I think I've built enough of a base and I'd like to start HRM training. My goal is to lose some more body fat. My current weight is approximately the same as when I started, although my body fat has dropped noticeably.

I'd welcome all any and advice I can receive. I'm confused with all the reading that I've done about 'fat burning zones' and 'endurance zones'-Basically, how does riding at a lower intensity burn more fat? IIRC, I've read that one needs to be at 60% of max HR to burn fat. To me this seems illogical!

Help!!

BTW, I'm 33, 240, Max HR 191 and I think so far I've come a long way!
 
Originally posted by neilkod
I've recently started road riding-Bought my first bike around 1-Mar-04. Since then, I've logged approximately 1500 miles, including a century and the MS-150.

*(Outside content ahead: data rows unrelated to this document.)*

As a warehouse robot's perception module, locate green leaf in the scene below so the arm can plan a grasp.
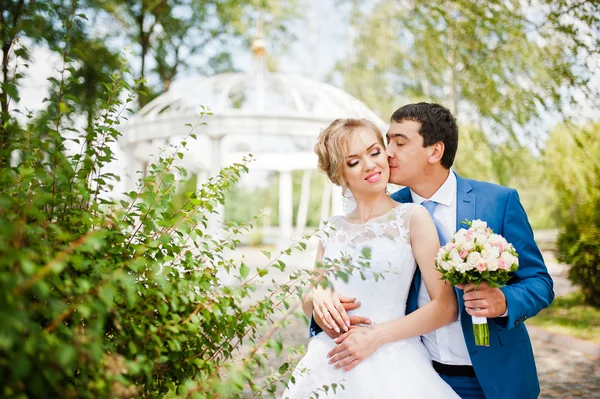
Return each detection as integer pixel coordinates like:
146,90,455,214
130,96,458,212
240,263,250,280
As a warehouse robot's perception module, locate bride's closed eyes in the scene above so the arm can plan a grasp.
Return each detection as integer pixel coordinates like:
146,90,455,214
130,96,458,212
347,148,381,168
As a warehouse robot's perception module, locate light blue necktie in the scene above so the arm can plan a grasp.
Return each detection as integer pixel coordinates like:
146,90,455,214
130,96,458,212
421,200,449,245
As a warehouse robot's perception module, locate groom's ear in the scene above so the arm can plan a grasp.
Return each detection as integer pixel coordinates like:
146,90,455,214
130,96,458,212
429,141,446,164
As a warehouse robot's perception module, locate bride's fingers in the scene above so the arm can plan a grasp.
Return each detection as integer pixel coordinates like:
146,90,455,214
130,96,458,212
333,331,350,345
321,305,340,333
329,351,350,368
335,356,356,369
313,307,333,330
339,295,356,303
327,303,348,333
335,302,350,331
344,359,360,371
327,340,346,358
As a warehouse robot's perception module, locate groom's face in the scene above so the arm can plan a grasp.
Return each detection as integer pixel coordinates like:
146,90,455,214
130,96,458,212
386,120,431,187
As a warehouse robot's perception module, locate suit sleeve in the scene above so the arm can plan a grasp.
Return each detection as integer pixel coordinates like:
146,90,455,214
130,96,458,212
495,190,554,329
308,316,323,338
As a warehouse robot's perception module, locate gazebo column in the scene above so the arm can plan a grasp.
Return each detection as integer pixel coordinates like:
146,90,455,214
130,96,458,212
206,136,225,237
331,185,344,215
279,170,294,247
321,182,333,223
295,170,312,237
125,153,144,192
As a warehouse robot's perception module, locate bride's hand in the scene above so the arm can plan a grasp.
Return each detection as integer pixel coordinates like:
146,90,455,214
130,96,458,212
327,326,381,371
312,286,350,333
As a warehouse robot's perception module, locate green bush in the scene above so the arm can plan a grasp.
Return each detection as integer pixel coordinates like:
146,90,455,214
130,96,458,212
557,211,600,308
545,124,600,307
0,46,328,398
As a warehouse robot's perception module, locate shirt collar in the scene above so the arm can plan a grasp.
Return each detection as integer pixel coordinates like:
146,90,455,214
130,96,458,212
410,170,456,206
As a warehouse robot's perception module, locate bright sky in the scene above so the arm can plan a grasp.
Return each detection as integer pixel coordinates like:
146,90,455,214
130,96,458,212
9,0,600,197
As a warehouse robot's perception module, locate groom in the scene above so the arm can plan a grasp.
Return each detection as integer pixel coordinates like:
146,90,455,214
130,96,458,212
311,103,554,399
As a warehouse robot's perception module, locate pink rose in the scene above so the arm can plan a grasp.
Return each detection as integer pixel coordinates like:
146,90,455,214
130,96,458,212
498,258,508,270
491,241,504,253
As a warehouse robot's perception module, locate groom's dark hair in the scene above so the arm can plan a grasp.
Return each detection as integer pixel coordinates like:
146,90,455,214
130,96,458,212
391,103,458,169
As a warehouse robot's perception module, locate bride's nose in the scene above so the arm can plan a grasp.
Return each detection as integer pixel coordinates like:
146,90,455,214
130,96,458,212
385,143,395,158
364,157,375,170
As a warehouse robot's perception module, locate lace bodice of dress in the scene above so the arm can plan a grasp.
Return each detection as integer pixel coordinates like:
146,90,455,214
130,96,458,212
321,204,419,323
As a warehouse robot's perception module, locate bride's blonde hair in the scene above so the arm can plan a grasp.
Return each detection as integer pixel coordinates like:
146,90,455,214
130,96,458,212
315,118,385,187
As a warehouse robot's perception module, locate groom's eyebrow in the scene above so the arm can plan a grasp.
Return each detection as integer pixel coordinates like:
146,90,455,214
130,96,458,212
386,133,408,140
346,142,379,159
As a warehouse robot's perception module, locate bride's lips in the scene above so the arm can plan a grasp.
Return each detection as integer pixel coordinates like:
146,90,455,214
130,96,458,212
365,172,381,183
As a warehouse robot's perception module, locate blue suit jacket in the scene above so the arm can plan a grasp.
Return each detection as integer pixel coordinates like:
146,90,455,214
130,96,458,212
311,175,554,399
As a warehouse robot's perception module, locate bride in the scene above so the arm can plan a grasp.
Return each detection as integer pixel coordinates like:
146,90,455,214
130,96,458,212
283,119,458,399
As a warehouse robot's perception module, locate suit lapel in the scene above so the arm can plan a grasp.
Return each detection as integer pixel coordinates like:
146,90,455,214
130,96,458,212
455,173,477,348
391,187,412,204
455,173,476,231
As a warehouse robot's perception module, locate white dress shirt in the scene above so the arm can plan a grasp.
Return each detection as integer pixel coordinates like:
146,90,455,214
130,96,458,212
410,171,472,365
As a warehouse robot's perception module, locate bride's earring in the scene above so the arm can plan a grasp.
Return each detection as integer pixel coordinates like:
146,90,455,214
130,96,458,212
342,187,350,215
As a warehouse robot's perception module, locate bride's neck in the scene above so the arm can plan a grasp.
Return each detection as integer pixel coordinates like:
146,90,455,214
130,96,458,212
348,192,394,223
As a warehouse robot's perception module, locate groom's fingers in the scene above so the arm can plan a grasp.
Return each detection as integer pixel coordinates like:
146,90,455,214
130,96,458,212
467,308,493,318
329,331,350,346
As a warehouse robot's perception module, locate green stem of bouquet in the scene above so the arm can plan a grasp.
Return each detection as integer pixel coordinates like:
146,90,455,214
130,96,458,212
473,323,490,346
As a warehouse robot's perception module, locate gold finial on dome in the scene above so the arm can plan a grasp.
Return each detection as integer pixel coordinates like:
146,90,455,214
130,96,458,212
250,10,266,56
250,37,266,56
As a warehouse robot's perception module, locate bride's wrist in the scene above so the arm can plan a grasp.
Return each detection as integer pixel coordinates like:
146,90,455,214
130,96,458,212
371,324,388,347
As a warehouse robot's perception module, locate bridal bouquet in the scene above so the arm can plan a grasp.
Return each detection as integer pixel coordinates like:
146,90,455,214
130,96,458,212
435,219,519,346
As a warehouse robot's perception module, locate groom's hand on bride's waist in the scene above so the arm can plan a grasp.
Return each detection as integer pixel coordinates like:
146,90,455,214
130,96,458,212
457,281,507,319
313,296,371,339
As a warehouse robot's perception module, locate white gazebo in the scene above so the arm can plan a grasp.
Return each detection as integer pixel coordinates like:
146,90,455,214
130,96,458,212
119,42,385,241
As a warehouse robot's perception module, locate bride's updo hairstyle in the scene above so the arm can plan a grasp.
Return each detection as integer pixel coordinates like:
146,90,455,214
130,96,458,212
315,118,385,187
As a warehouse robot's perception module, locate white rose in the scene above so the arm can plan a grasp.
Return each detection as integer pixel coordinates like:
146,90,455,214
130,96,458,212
456,262,469,273
454,229,467,246
450,248,462,264
467,252,483,270
484,247,500,263
500,252,517,269
462,241,475,251
473,233,489,245
487,259,498,272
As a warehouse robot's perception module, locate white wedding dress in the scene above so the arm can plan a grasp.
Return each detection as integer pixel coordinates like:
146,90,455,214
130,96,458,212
282,204,458,399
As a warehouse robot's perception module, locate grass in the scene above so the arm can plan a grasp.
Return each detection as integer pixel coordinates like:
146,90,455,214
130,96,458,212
527,292,600,345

In addition to that I've also put on about 200 miles on the MTB in that time frame.

I think I've built enough of a base and I'd like to start HRM training. My goal is to lose some more body fat. My current weight is approximately the same as when I started, although my body fat has dropped noticeably.

I'd welcome all any and advice I can receive. I'm confused with all the reading that I've done about 'fat burning zones' and 'endurance zones'-Basically, how does riding at a lower intensity burn more fat? IIRC, I've read that one needs to be at 60% of max HR to burn fat. To me this seems illogical!

Help!!

Hi,

I'll tell you what works for me and you can decide if this will work for you. I use 3 work zones - which is much easier for me to manage when I'm cycling (if you're going up the side of a hill - and you're trying to figure out which of 7 zones you're in it gets kind of distracting); this works well with my HRM which can handle 3 zones; and this is consistent with one of the problems with HR training that HR can vary for a whole number of reasons (tired, humidity etc) so don;t get bogged down with a whole bunch of zones instead keep it simple.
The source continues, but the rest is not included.